Abstract
This research was focused on investigating the effectiveness of galvanic cutaneous stimulation and tactile stimulation jointly and individually at mitigating Simulator Adaptation Syndrome. Forty drivers (mean age = 23.1 ± 3.4 years old, twenty women) participated in a driving simulation experiment. Total scores of the Simulator Sickness Questionnaire, head movements (an index of body balance), and driving performance variables were compared across four different stimulation conditions: i) baseline (where no stimulation was presented), ii) galvanic cutaneous stimulation and iii) tactile stimulation deployed individually, and iv) both techniques deployed jointly. The results showed that both techniques presented in conjunction alleviate Simulator Adaptation Syndrome and improve driving performance more effectively than when they are presented in isolation. Importantly, reduced head movements were only revealed when galvanic cutaneous stimulation was applied. We concluded that the reduction of this syndrome is due to an improvement of body balance (elicited by galvanic cutaneous stimulation), and a distraction from the symptoms (elicited by tactile stimulation).

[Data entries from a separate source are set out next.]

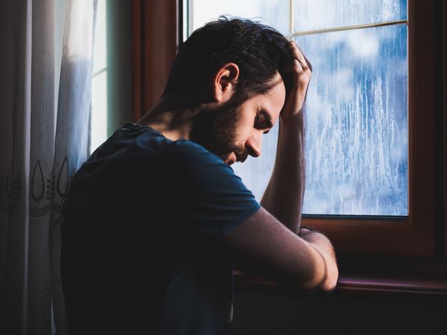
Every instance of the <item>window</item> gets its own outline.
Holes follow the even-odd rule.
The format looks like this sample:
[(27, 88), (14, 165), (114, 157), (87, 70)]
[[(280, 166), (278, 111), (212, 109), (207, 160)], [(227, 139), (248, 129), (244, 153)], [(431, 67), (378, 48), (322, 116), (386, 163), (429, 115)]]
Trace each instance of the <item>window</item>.
[[(382, 72), (381, 76), (374, 77), (375, 80), (382, 78), (381, 80), (384, 80), (378, 85), (382, 89), (382, 100), (375, 102), (368, 100), (368, 103), (364, 103), (364, 105), (383, 106), (384, 113), (388, 108), (388, 111), (385, 113), (387, 114), (387, 117), (393, 122), (398, 122), (392, 125), (391, 128), (389, 124), (380, 125), (383, 129), (381, 132), (374, 136), (389, 136), (393, 133), (390, 129), (395, 131), (393, 138), (384, 140), (382, 139), (388, 147), (383, 147), (382, 158), (385, 164), (379, 166), (387, 166), (388, 171), (395, 173), (388, 184), (391, 187), (388, 187), (388, 191), (390, 189), (391, 191), (390, 194), (393, 195), (381, 195), (383, 199), (378, 199), (380, 203), (382, 202), (388, 204), (395, 201), (393, 197), (399, 198), (401, 201), (400, 209), (395, 210), (393, 207), (395, 206), (391, 206), (391, 208), (388, 207), (386, 210), (380, 212), (376, 210), (377, 208), (380, 209), (380, 206), (377, 206), (375, 204), (370, 206), (368, 210), (364, 210), (362, 208), (360, 210), (357, 208), (351, 210), (350, 207), (347, 206), (344, 208), (342, 206), (342, 210), (338, 211), (333, 210), (331, 206), (326, 207), (326, 209), (329, 208), (329, 210), (317, 210), (308, 206), (308, 215), (305, 216), (303, 224), (313, 226), (326, 233), (334, 243), (339, 255), (370, 254), (386, 255), (388, 257), (433, 257), (435, 252), (436, 255), (439, 255), (439, 250), (444, 249), (441, 237), (444, 235), (441, 222), (444, 218), (442, 206), (442, 180), (444, 175), (442, 170), (444, 158), (441, 113), (444, 87), (442, 72), (439, 70), (439, 67), (442, 68), (444, 62), (443, 4), (434, 0), (408, 0), (406, 2), (391, 0), (359, 1), (358, 6), (352, 6), (353, 10), (359, 13), (356, 15), (353, 15), (352, 12), (346, 15), (339, 15), (343, 10), (346, 10), (341, 6), (336, 8), (338, 14), (332, 21), (326, 17), (320, 21), (315, 21), (317, 23), (313, 23), (313, 20), (306, 22), (302, 19), (305, 15), (312, 17), (312, 15), (315, 15), (315, 13), (318, 12), (322, 13), (322, 15), (330, 15), (333, 10), (329, 10), (327, 8), (333, 2), (338, 3), (338, 1), (328, 0), (324, 2), (324, 6), (326, 6), (324, 10), (319, 12), (321, 8), (314, 10), (311, 5), (309, 5), (311, 7), (308, 6), (306, 9), (307, 1), (304, 0), (251, 0), (243, 2), (232, 0), (171, 0), (157, 3), (134, 0), (134, 41), (140, 41), (134, 45), (133, 54), (134, 119), (142, 115), (143, 111), (150, 108), (160, 96), (175, 55), (175, 47), (178, 43), (181, 42), (183, 38), (187, 36), (194, 29), (210, 19), (217, 18), (220, 14), (229, 14), (251, 18), (261, 17), (260, 19), (262, 22), (276, 26), (281, 32), (291, 38), (291, 32), (307, 32), (303, 35), (297, 34), (293, 38), (297, 39), (298, 45), (302, 45), (304, 51), (309, 57), (313, 57), (311, 61), (314, 65), (321, 61), (318, 58), (322, 56), (332, 56), (334, 61), (338, 58), (340, 61), (337, 59), (337, 61), (343, 65), (343, 62), (346, 63), (347, 61), (342, 59), (342, 56), (344, 56), (346, 54), (351, 57), (355, 56), (347, 52), (349, 43), (358, 45), (364, 43), (364, 50), (362, 50), (361, 52), (363, 54), (360, 55), (362, 57), (354, 57), (357, 63), (355, 64), (356, 66), (362, 65), (362, 58), (368, 60), (368, 52), (386, 56), (386, 61), (385, 64), (382, 64), (385, 67), (388, 66), (388, 63), (390, 62), (390, 66), (399, 65), (397, 67), (399, 69)], [(309, 3), (311, 3), (311, 1)], [(344, 1), (344, 3), (353, 3), (353, 1)], [(371, 14), (371, 8), (377, 7), (377, 3), (388, 6), (380, 6), (380, 10)], [(398, 5), (398, 10), (388, 10), (395, 7), (393, 4)], [(366, 9), (359, 9), (361, 6), (367, 7)], [(195, 6), (197, 6), (196, 9)], [(348, 9), (350, 8), (351, 8)], [(208, 13), (207, 10), (209, 11)], [(304, 14), (298, 14), (302, 12)], [(291, 18), (293, 19), (291, 20)], [(275, 21), (278, 22), (277, 25), (274, 24)], [(305, 25), (309, 23), (311, 23), (310, 25)], [(371, 26), (371, 25), (373, 26)], [(353, 27), (357, 25), (361, 26)], [(293, 27), (291, 30), (291, 27)], [(359, 29), (352, 29), (353, 28)], [(334, 28), (340, 31), (326, 30)], [(312, 43), (317, 43), (315, 41), (318, 41), (318, 39), (315, 39), (315, 37), (318, 34), (309, 34), (310, 30), (318, 32), (320, 38), (326, 39), (326, 41), (329, 40), (327, 36), (331, 36), (330, 39), (335, 40), (332, 41), (333, 43), (337, 42), (337, 39), (344, 39), (346, 42), (344, 43), (343, 47), (335, 48), (336, 52), (333, 52), (334, 49), (329, 49), (328, 52), (322, 52), (316, 56), (311, 56), (309, 52), (311, 54), (312, 50), (316, 48), (315, 44)], [(362, 37), (363, 39), (358, 37), (362, 31), (366, 36)], [(407, 36), (406, 39), (403, 37), (405, 35)], [(340, 37), (336, 37), (337, 36)], [(377, 40), (377, 43), (371, 43), (373, 39)], [(370, 43), (365, 43), (368, 41)], [(308, 47), (304, 46), (306, 44)], [(364, 59), (362, 61), (364, 63), (364, 67), (366, 66), (366, 61)], [(368, 62), (371, 62), (371, 60)], [(407, 65), (405, 65), (406, 62)], [(374, 67), (377, 67), (375, 63), (370, 63), (368, 66), (373, 67), (371, 67), (369, 73), (373, 73), (374, 69), (377, 68)], [(320, 67), (324, 69), (324, 67)], [(354, 81), (357, 79), (358, 72), (356, 74), (354, 72), (351, 73), (342, 71), (331, 73), (327, 72), (329, 69), (326, 69), (326, 73), (332, 74), (331, 76), (333, 81), (350, 83), (351, 78)], [(406, 74), (405, 69), (407, 70)], [(316, 72), (317, 69), (314, 66), (311, 85), (317, 81), (318, 74)], [(388, 74), (386, 74), (387, 73)], [(388, 105), (386, 90), (384, 89), (387, 86), (384, 84), (386, 80), (388, 80), (386, 84), (388, 89)], [(396, 85), (396, 82), (400, 84)], [(374, 85), (366, 85), (365, 87), (369, 87), (371, 96), (380, 96), (375, 94), (373, 94)], [(395, 90), (393, 91), (391, 88)], [(317, 89), (317, 93), (319, 92), (318, 87), (315, 89)], [(406, 94), (406, 91), (408, 93)], [(357, 92), (357, 84), (353, 90), (340, 90), (340, 94), (342, 98), (335, 100), (335, 102), (343, 105), (340, 101), (343, 103), (352, 101), (351, 98), (355, 98)], [(360, 92), (362, 93), (361, 90)], [(368, 92), (366, 94), (360, 94), (360, 98), (364, 99), (365, 96), (368, 97)], [(406, 105), (408, 105), (406, 110)], [(390, 113), (391, 109), (394, 114)], [(311, 108), (308, 106), (308, 122), (311, 119), (309, 118), (310, 111)], [(369, 126), (375, 123), (377, 129), (380, 120), (373, 120), (373, 116), (376, 114), (369, 114), (369, 111), (368, 125)], [(366, 120), (366, 114), (362, 115)], [(318, 122), (320, 120), (317, 120)], [(340, 118), (337, 122), (342, 122), (343, 125), (343, 122), (346, 120)], [(311, 127), (313, 126), (308, 125), (308, 129)], [(402, 133), (402, 129), (405, 128), (406, 134)], [(339, 129), (343, 130), (342, 127)], [(308, 130), (308, 132), (310, 131)], [(399, 136), (396, 137), (397, 133)], [(258, 166), (265, 169), (264, 175), (269, 173), (271, 170), (269, 164), (273, 164), (274, 160), (274, 131), (271, 131), (267, 136), (266, 139), (273, 139), (273, 141), (264, 141), (262, 155), (256, 160)], [(311, 134), (308, 134), (310, 135)], [(340, 134), (335, 135), (341, 138)], [(350, 133), (350, 136), (353, 134)], [(328, 145), (331, 144), (331, 141)], [(371, 139), (369, 142), (364, 142), (365, 148), (367, 143), (369, 143), (368, 145), (375, 144)], [(392, 145), (390, 146), (390, 144)], [(343, 148), (343, 145), (344, 143), (341, 143), (340, 148)], [(385, 154), (386, 147), (390, 153), (388, 155)], [(397, 156), (396, 151), (399, 151)], [(391, 157), (391, 154), (395, 157)], [(311, 160), (309, 161), (311, 162)], [(364, 164), (366, 164), (366, 162)], [(236, 169), (238, 169), (239, 167)], [(373, 171), (373, 169), (371, 171)], [(237, 173), (240, 172), (237, 170)], [(240, 174), (242, 173), (242, 172), (240, 172)], [(385, 179), (388, 178), (386, 169), (383, 175), (386, 176)], [(362, 178), (358, 179), (363, 182)], [(251, 182), (245, 177), (245, 180), (250, 186)], [(368, 187), (373, 184), (373, 180), (367, 182), (365, 191), (371, 191)], [(254, 191), (256, 193), (256, 190)], [(309, 189), (307, 191), (310, 194)], [(377, 192), (375, 191), (375, 193)], [(256, 195), (259, 196), (259, 193)], [(307, 195), (306, 196), (307, 197)], [(388, 257), (387, 259), (391, 258)]]
[[(253, 18), (293, 39), (312, 62), (304, 224), (325, 232), (344, 252), (433, 255), (434, 156), (427, 149), (433, 144), (434, 98), (420, 87), (433, 85), (433, 45), (417, 33), (433, 21), (433, 6), (185, 2), (187, 34), (220, 14)], [(433, 34), (430, 29), (424, 26)], [(424, 73), (414, 67), (416, 58), (430, 64)], [(261, 157), (234, 168), (258, 199), (273, 169), (277, 132), (264, 138)]]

We encourage the use of both techniques simultaneously to decrease Simulator Adaptation Syndrome.
Highlights
Motion sickness (MS) is a condition generated due to the perceptual difference between the expected and the actual motion
A significant main effect of condition was found on the Sickness Questionnaire (SSQ) total scores, χ2(3) = 192.57, p < 0.001, AICRL > 100, R2m = 0.668, R2c = 0.767
Multiple comparisons revealed that lower SSQ scores were reported in the galvanic cutaneous stimulation (GCS) + TSQ condition (12.4 ± 6.6) than in the baseline [58.4 ± 13.5, t(39) = 20.787, p < 0.001], the GCS [29.9 ± 13.2, t(39) = 7.901, p < 0.001] and the TSQ [30.3 ± 12.6, t(39) = 8.070, p < 0.001] conditions
Summary
Motion sickness (MS) is a condition generated due to the perceptual difference between the expected and the actual motion. SAS is associated with more oculomotor and head symptoms such as headache, dizziness, and eyestrain [2, 3] Most people suffer from this syndrome to a greater or lesser degree [4], even reaching dropout rates of 30% in simulator studies [5]. The aetiology of these phenomena has been explained from several theories.